Mr O’Madden Burke winces at the answer to Lenehan’s riddle about the Rose of Castile. The earliest examples of his expression "a strong weakness" date from the 17th century, but in religious contexts:1
There is a strong weakenesse, and there is a weakeness that is weake in deed.
Thomas Tuke, Picture of a True Protestant (1609), p. 80
Therefore it is a very strong weakness or wilfulness in some who love to turn Straws into Trees and Feathers into Birds, and not to leave things as Christ hath left them …
Samuel Annesley, Casuistical Morning-Exercises (1690), Sermon 10, p. 242
By the 19th century it had developed (especially in Ireland) into yet another well-worn catchphrase. It served as an expression describing cowardice, then love:
Belpêche (the strong weakness of whose timidity was overcome by the more powerful curiosity of seeing the result of his rival's adventure)
Thomas Colley Grattan, High-ways and by-ways (1827), p. 233
It is the bane of youth — the heritage
Breeding us cowards in our own despite,
Unmindful of the war we have to wage;
Yea, this strong weakness doth o'ercome us quite,
Making us bear with wrong, and pain, and slight …

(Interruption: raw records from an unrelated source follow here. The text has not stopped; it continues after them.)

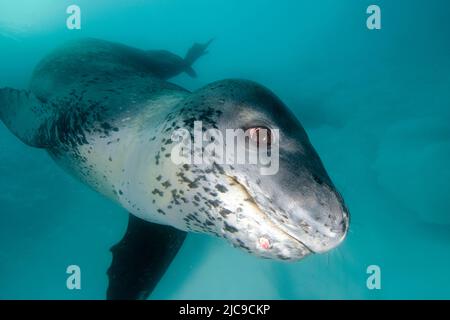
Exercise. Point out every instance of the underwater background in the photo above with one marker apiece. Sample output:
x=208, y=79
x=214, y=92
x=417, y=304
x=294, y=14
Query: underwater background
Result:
x=375, y=104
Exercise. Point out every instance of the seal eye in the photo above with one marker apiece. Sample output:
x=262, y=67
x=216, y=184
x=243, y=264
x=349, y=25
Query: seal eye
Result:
x=260, y=135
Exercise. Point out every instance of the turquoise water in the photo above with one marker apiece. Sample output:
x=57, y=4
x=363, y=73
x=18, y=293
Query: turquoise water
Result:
x=376, y=105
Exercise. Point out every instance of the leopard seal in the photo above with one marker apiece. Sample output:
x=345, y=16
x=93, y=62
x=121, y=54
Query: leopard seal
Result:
x=106, y=113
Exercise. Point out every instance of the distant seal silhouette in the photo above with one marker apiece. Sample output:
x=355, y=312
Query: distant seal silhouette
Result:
x=106, y=114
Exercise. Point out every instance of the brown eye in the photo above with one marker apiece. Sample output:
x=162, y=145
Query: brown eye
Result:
x=260, y=135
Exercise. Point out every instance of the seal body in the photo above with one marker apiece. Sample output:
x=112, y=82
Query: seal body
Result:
x=106, y=113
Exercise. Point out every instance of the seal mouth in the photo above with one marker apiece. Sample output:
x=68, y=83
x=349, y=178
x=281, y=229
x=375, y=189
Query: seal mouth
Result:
x=267, y=217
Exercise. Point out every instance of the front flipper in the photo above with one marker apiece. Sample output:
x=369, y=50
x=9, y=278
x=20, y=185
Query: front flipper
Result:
x=25, y=115
x=141, y=258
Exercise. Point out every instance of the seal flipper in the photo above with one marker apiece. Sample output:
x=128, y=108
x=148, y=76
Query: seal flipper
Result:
x=141, y=258
x=25, y=115
x=195, y=52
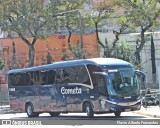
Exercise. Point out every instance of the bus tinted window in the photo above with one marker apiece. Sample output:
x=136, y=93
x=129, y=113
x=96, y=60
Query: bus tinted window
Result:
x=76, y=74
x=92, y=69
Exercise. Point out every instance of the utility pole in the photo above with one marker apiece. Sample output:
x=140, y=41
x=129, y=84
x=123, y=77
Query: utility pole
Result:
x=80, y=24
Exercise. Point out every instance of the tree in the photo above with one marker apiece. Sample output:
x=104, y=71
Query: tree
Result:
x=153, y=60
x=100, y=10
x=26, y=18
x=142, y=14
x=123, y=51
x=70, y=21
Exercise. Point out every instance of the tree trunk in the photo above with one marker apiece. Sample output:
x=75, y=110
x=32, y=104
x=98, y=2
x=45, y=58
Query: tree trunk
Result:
x=69, y=40
x=153, y=60
x=31, y=55
x=99, y=42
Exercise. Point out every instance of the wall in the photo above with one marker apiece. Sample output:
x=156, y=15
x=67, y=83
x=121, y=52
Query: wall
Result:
x=145, y=53
x=55, y=44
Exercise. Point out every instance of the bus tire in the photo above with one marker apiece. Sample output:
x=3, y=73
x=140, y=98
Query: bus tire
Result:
x=117, y=114
x=89, y=110
x=30, y=112
x=54, y=114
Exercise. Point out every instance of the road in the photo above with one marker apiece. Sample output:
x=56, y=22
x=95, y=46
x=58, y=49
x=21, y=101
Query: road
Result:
x=75, y=116
x=74, y=119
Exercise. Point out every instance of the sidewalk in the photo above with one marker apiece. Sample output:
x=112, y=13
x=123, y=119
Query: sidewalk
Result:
x=5, y=109
x=151, y=111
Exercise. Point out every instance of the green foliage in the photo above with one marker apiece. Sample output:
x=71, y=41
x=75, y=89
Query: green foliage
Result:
x=124, y=51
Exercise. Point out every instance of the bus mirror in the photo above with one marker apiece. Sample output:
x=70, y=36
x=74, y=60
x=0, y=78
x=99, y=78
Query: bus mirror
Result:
x=140, y=75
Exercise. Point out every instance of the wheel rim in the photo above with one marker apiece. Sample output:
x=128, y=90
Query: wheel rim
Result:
x=29, y=110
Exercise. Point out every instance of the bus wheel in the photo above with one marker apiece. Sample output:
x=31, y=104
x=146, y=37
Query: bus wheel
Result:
x=117, y=114
x=54, y=113
x=29, y=110
x=89, y=110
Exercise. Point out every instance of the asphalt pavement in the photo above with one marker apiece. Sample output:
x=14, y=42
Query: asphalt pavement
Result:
x=150, y=111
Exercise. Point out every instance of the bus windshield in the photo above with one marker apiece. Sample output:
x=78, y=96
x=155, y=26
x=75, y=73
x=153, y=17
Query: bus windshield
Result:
x=122, y=82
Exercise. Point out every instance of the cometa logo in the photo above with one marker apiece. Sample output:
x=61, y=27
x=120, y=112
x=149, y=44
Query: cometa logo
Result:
x=75, y=90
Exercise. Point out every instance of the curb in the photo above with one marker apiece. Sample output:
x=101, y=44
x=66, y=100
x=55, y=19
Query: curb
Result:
x=146, y=114
x=6, y=111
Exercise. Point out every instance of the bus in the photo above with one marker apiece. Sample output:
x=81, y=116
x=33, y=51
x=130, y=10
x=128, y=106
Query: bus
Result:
x=91, y=86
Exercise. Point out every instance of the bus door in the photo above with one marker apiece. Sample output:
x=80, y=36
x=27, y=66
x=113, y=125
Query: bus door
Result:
x=102, y=92
x=60, y=99
x=44, y=98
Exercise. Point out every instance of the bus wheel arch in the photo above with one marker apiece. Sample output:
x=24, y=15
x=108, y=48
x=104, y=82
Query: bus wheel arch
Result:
x=88, y=108
x=117, y=114
x=29, y=108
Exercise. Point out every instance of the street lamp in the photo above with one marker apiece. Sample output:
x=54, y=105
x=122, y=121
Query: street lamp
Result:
x=80, y=23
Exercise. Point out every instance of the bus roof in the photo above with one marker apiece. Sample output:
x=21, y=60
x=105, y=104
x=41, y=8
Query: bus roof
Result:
x=95, y=61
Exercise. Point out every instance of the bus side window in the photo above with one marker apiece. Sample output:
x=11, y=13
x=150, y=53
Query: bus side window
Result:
x=58, y=79
x=101, y=85
x=51, y=76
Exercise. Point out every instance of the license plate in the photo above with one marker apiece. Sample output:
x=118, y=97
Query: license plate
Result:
x=127, y=110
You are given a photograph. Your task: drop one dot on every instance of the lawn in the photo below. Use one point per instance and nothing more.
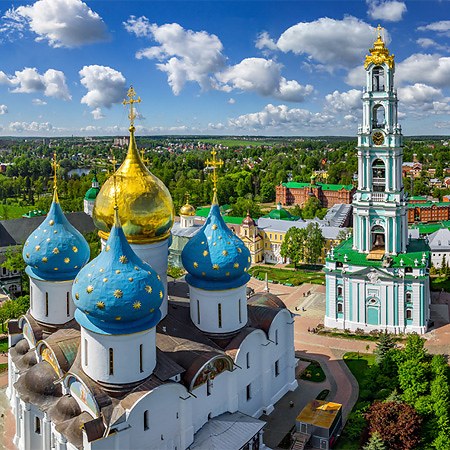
(3, 345)
(288, 277)
(313, 372)
(440, 283)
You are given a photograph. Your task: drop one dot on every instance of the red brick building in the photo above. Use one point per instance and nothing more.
(428, 212)
(293, 193)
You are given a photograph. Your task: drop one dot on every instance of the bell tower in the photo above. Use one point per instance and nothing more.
(379, 206)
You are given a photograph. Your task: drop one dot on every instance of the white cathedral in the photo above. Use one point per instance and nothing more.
(379, 278)
(104, 360)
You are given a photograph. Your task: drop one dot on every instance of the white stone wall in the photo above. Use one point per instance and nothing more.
(61, 307)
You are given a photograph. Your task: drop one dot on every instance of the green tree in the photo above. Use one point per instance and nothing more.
(293, 245)
(384, 344)
(375, 443)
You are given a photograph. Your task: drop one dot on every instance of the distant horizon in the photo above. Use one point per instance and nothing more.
(206, 67)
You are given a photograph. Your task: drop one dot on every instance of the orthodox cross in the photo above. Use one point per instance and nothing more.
(214, 163)
(131, 94)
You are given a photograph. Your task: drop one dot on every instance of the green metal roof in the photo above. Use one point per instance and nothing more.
(325, 187)
(414, 251)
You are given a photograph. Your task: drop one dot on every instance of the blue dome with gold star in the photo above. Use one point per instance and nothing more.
(55, 251)
(215, 257)
(117, 292)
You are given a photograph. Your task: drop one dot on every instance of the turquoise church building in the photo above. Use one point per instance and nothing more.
(379, 278)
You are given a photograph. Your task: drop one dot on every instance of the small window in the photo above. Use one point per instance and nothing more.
(249, 391)
(219, 313)
(37, 425)
(111, 361)
(198, 312)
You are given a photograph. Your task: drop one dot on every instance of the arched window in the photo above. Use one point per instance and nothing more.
(379, 176)
(378, 79)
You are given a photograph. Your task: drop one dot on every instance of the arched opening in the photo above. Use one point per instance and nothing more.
(379, 176)
(378, 79)
(378, 116)
(378, 239)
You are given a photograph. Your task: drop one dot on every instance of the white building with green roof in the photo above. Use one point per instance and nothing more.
(91, 195)
(379, 279)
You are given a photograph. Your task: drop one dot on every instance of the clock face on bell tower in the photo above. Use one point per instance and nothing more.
(378, 138)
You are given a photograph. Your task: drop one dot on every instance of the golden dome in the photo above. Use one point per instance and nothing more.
(145, 205)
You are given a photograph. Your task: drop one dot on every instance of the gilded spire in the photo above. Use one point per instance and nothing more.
(131, 94)
(214, 163)
(379, 54)
(55, 166)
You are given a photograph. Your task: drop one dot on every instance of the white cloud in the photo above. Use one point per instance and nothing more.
(344, 102)
(442, 26)
(424, 68)
(280, 117)
(331, 42)
(38, 102)
(62, 23)
(387, 10)
(264, 77)
(97, 114)
(105, 86)
(52, 83)
(184, 55)
(264, 41)
(34, 127)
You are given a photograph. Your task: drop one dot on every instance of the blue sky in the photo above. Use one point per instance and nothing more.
(216, 67)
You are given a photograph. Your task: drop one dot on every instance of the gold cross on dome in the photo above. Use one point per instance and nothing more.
(214, 163)
(131, 94)
(55, 166)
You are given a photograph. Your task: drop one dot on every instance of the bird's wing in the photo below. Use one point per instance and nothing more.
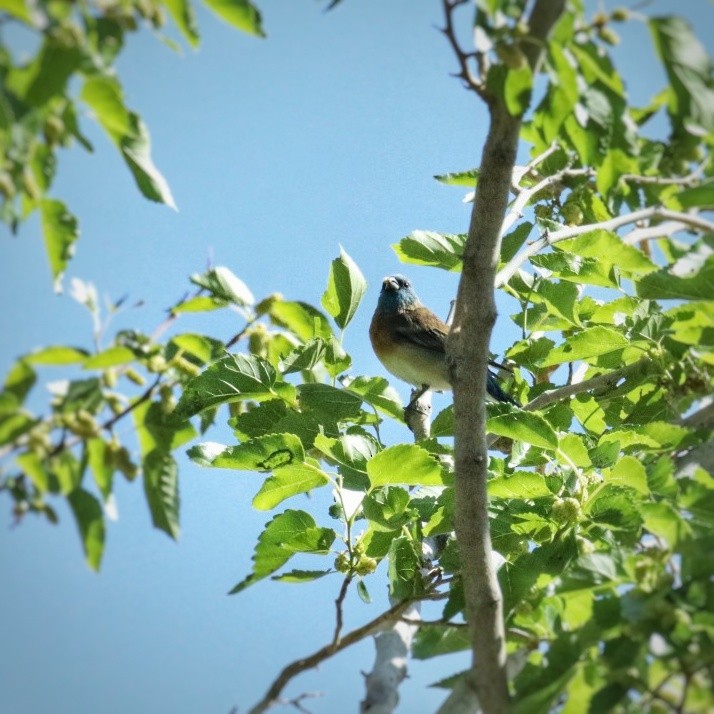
(422, 327)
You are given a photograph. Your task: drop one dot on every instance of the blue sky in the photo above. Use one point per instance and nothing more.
(277, 151)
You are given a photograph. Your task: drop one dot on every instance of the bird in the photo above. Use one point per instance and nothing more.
(410, 341)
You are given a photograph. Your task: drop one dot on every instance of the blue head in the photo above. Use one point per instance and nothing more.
(397, 294)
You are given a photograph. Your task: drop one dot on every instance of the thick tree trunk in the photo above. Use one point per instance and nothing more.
(469, 353)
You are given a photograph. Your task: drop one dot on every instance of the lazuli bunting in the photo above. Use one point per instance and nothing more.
(410, 340)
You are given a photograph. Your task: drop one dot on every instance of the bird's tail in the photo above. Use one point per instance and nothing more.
(495, 391)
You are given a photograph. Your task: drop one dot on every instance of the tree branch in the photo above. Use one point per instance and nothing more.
(687, 219)
(298, 666)
(609, 379)
(468, 351)
(475, 84)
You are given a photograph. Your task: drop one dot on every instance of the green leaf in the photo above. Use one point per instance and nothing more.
(20, 380)
(34, 467)
(60, 231)
(350, 452)
(288, 533)
(288, 481)
(688, 68)
(377, 392)
(301, 576)
(524, 426)
(617, 507)
(223, 284)
(88, 514)
(160, 430)
(404, 569)
(161, 490)
(201, 303)
(406, 464)
(104, 96)
(460, 178)
(18, 9)
(665, 522)
(56, 356)
(629, 471)
(346, 287)
(439, 250)
(572, 451)
(101, 465)
(111, 357)
(386, 508)
(591, 342)
(329, 402)
(304, 357)
(302, 319)
(512, 242)
(264, 453)
(182, 14)
(235, 378)
(605, 245)
(696, 197)
(690, 278)
(242, 14)
(522, 485)
(517, 89)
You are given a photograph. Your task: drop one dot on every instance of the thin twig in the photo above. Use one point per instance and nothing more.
(473, 83)
(609, 379)
(338, 605)
(300, 665)
(688, 219)
(516, 209)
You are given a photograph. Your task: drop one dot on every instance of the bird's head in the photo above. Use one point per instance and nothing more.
(397, 294)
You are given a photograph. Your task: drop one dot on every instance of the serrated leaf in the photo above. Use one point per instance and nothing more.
(688, 68)
(288, 533)
(111, 357)
(242, 14)
(161, 489)
(405, 464)
(608, 246)
(60, 231)
(301, 319)
(90, 520)
(304, 356)
(288, 481)
(522, 484)
(589, 343)
(234, 378)
(524, 426)
(56, 356)
(439, 250)
(333, 403)
(363, 593)
(103, 94)
(101, 465)
(263, 453)
(629, 471)
(182, 14)
(466, 179)
(690, 278)
(346, 287)
(404, 569)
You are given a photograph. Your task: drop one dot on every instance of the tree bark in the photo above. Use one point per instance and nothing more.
(468, 350)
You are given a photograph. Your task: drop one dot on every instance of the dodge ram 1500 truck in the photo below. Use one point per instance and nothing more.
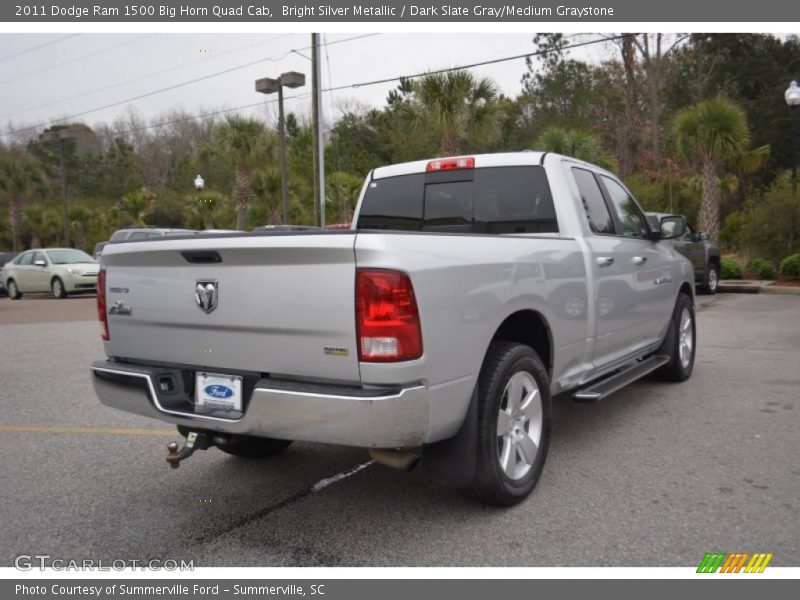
(469, 292)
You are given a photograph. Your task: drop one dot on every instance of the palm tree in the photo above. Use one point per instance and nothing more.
(267, 188)
(455, 106)
(134, 206)
(20, 179)
(43, 224)
(575, 143)
(712, 132)
(245, 142)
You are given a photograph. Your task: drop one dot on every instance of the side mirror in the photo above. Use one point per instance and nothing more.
(672, 227)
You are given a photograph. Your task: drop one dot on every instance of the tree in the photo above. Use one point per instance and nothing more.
(42, 225)
(575, 143)
(711, 132)
(456, 106)
(341, 196)
(134, 206)
(20, 179)
(245, 141)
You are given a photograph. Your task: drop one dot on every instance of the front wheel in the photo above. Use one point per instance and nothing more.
(513, 424)
(57, 286)
(13, 290)
(680, 342)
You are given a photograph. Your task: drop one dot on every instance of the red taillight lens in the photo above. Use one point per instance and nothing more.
(451, 164)
(386, 317)
(102, 313)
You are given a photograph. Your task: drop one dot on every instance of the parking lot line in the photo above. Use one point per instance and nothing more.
(94, 430)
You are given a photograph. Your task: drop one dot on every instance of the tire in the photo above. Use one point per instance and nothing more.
(711, 279)
(509, 463)
(13, 290)
(244, 446)
(57, 287)
(680, 343)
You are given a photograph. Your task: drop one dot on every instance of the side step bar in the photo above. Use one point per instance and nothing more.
(600, 389)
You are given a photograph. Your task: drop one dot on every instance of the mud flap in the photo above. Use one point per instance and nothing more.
(453, 461)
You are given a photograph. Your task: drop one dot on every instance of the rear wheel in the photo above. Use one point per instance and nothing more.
(57, 286)
(513, 425)
(13, 290)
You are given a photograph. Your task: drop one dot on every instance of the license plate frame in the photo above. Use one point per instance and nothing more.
(218, 391)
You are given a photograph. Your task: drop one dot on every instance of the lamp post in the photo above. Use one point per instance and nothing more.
(59, 135)
(292, 79)
(792, 96)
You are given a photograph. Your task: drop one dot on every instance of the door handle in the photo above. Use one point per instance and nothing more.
(605, 261)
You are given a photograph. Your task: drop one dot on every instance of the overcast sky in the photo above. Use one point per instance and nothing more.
(45, 77)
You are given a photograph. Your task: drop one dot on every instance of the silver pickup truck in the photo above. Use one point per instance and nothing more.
(468, 293)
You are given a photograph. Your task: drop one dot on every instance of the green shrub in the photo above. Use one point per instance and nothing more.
(731, 269)
(790, 265)
(761, 269)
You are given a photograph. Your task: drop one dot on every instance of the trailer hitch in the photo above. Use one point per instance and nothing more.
(194, 441)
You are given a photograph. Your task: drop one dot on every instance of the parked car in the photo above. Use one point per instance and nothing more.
(701, 252)
(472, 290)
(287, 227)
(61, 271)
(145, 233)
(5, 257)
(98, 250)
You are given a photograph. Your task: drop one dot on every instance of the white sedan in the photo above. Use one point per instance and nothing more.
(61, 271)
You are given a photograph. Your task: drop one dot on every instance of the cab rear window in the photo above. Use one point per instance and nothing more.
(484, 200)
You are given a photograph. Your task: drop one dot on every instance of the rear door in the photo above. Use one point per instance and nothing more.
(614, 295)
(23, 272)
(281, 304)
(651, 262)
(38, 276)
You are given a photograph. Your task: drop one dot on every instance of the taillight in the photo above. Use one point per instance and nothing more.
(451, 164)
(387, 318)
(102, 313)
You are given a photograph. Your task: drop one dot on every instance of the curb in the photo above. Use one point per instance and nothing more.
(754, 287)
(781, 289)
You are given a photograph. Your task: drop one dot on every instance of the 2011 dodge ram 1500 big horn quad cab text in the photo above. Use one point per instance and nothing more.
(469, 292)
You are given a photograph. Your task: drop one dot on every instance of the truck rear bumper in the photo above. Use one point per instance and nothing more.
(367, 417)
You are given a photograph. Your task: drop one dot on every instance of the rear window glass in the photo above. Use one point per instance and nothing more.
(487, 200)
(593, 202)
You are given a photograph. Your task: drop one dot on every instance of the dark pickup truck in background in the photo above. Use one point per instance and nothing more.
(702, 252)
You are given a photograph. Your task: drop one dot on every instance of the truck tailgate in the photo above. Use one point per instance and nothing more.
(285, 304)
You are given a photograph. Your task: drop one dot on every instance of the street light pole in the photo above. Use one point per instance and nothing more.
(292, 79)
(284, 174)
(792, 96)
(63, 191)
(58, 136)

Charles Whitehead, The solitary (1831), p. 49
It was, indeed, Mrs. Candy; won to the imprudence by the strong weakness of love, she had prompted her maid to touch upon the future fate of her mistress, herself hid the while among the bushes.
Douglas William Jerrold , Men of character (1838), p. 138
But soon it was (often humorously) used to allude to the strong national weakness of drink.
He came to Ireland on the strength of his equity law, but he got a constitutional weakness (laughter), and he did not go away on the strength of his constitutional law (laughter), unless it could be designated in the language of the west2 a strong weakness (great laughter).
Freeman's Journal (1843), 29 June
[T]he coachman, an old rascal [...] who had what the Irish call a 'strong weakness' for liquor of any description.
Dublin University Magazine (1862), December p. 714/2
He was constantly overtaken by what he termed "a strong wakeness". When seized by one of these "turns", as he called them, a seat on the nearest stone, and a long pull and a strong pull at Maurice's flask were the only remedies ...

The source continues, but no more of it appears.